Es versteht sich von selbst, dass auch das Jubiläumsfest eine durchchoreografiertes Programm mit diversen Highlights bot. Unter dem Titel „im-perfektion“ gestalteten MusikerInnen und TänzerInnen, die zum bewähren UnterwegsTheater-Team gehörten, ein fließendes Programm, das die unterschiedlichsten musikalischen Genres elegant mixte und den TänzerInnen die Aufgabe zuwies, den Bühnenraum unter innerer Spannung zu halten.

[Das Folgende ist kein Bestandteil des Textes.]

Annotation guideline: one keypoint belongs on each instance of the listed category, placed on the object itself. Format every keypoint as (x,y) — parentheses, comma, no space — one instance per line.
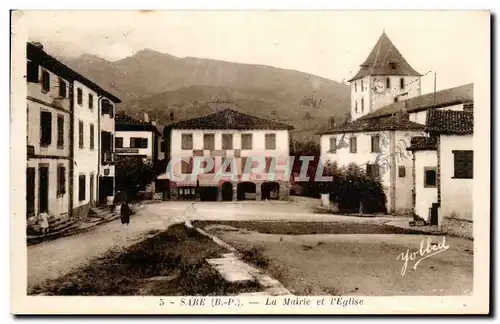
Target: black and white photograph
(257,162)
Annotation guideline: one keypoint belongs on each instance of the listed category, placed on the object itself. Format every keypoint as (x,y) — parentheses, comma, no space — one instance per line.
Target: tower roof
(385,59)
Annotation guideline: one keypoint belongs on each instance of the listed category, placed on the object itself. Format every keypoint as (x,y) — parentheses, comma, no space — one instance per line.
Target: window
(81,187)
(30,191)
(187,166)
(60,131)
(62,88)
(32,72)
(372,170)
(463,164)
(138,142)
(119,142)
(80,134)
(208,141)
(61,180)
(187,141)
(375,143)
(353,144)
(91,136)
(270,141)
(227,141)
(91,101)
(79,96)
(45,128)
(45,81)
(333,145)
(106,108)
(246,141)
(430,177)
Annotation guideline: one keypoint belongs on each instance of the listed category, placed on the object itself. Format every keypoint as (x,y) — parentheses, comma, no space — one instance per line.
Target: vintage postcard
(250,162)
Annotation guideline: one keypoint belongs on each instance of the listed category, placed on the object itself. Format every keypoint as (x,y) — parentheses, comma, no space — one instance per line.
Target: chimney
(331,122)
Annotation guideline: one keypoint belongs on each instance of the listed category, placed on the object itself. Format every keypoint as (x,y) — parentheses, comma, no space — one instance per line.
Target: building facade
(444,159)
(384,78)
(236,152)
(62,131)
(138,138)
(379,144)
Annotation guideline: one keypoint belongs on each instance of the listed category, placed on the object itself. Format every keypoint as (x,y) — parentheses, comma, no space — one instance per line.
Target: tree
(133,174)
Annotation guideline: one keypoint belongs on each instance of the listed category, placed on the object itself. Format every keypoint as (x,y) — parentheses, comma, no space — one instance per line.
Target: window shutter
(32,72)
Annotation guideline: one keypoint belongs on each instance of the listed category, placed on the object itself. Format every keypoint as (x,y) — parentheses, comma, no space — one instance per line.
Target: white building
(444,171)
(138,138)
(62,131)
(229,139)
(379,144)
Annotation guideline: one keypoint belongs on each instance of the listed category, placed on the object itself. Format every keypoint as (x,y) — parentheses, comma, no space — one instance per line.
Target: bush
(349,187)
(133,174)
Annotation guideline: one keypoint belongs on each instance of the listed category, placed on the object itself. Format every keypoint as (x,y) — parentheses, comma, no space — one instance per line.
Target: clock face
(378,86)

Cornelia Winter (Sopran), Franz Witzthum (Countertenor und Katharina Olivia Band (Orgel, Klavier) spannten den musikalischen Bogen vom 16. bis zum 20. Jahrhundert. Von den Ausnahme-TänzerInnen, die Jai Gonzales mit schöner Regelmäßigkeit um sich schart, waren der griechische Hüne Stavros Apostolatos, die russische Tänzerin Sada Mamedova und der Ex-Forsythe-Tänzer Amancio González gekommen.

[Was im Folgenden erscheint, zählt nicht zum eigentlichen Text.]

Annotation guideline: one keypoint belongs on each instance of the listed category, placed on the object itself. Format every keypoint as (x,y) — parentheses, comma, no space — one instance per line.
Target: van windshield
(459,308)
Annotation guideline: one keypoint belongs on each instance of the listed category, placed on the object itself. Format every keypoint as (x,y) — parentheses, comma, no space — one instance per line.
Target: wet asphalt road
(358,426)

Viel Raum für Improvisation bleibt in den Choreografien von Jai Gonzales, aber nichts dem Zufall überlassen. Wie die Tänzer sich in spiralförmigen Bewegungen förmlich in den eigenen Körper hineinwinden und dann wieder den Raum in Besitz nehmen, daran kann man sich auch nach vielen Jahren nicht sattsehen. Und wenn ein Bühnen-Profi wie Amancio González eine kleine Bewegung macht, ist die große Wirkung vorprogrammiert. Hinter der Pianisten stehend, braucht er nur seine Manschetten ein wenig zurückzuschieben und die Hände vorsichtig in Position zu bringen, schon sieht man ihn als imaginären Mitspieler...

In ungewohnter Rolle war Ex-Stadträtin Dr. Annette Trabold (FDP) zu erleben. Sie, die so oft im Gemeinderat für das UnterwegsTheater gefochten hat, demonstrierte einen veritablen Fechtkampf mit ihrer Sportpartnerin Prof. Waltraud Weidenbusch.

Am Ende war es die Aufgabe von Kulturbürgermeister Dr. Joachim Gerner, das zehnjährige Jubiläum der Hebelhalle offiziell zu würdigen. Er erinnerte an die Aufbruchsstimmung im Gemeinderat, die damals für eine Ausrufung von Heidelberg als „Tanzstadt“ sorgte. Mit dem Wieder-Erstarken der Tanzsparte am Heidelberger Theater konnte die bundesweit einmalige Kooperation von Stadttheater und dem professionellen Tanztheater in der freien Szene gelingen, mit staunenswerten Ergebnissen: Seit mehr als fünf Jahren gibt es mit dem Choreografischen Centrum eine international wie regional beachtete Produktionsstätte für zeitgenössischen Tanz – und die „Tanzbiennale“ mit Aufführungen im Stadttheater wie in der Hebelhalle wurde vom Publikum begeistert aufgenommen.

Als kleiner Wermutstropfen bleibt zu vermerken, dass von der turnusmäßig im Winter 2020 wieder anstehenden Tanzbiennale bislang nichts zu hören oder zu lesen ist.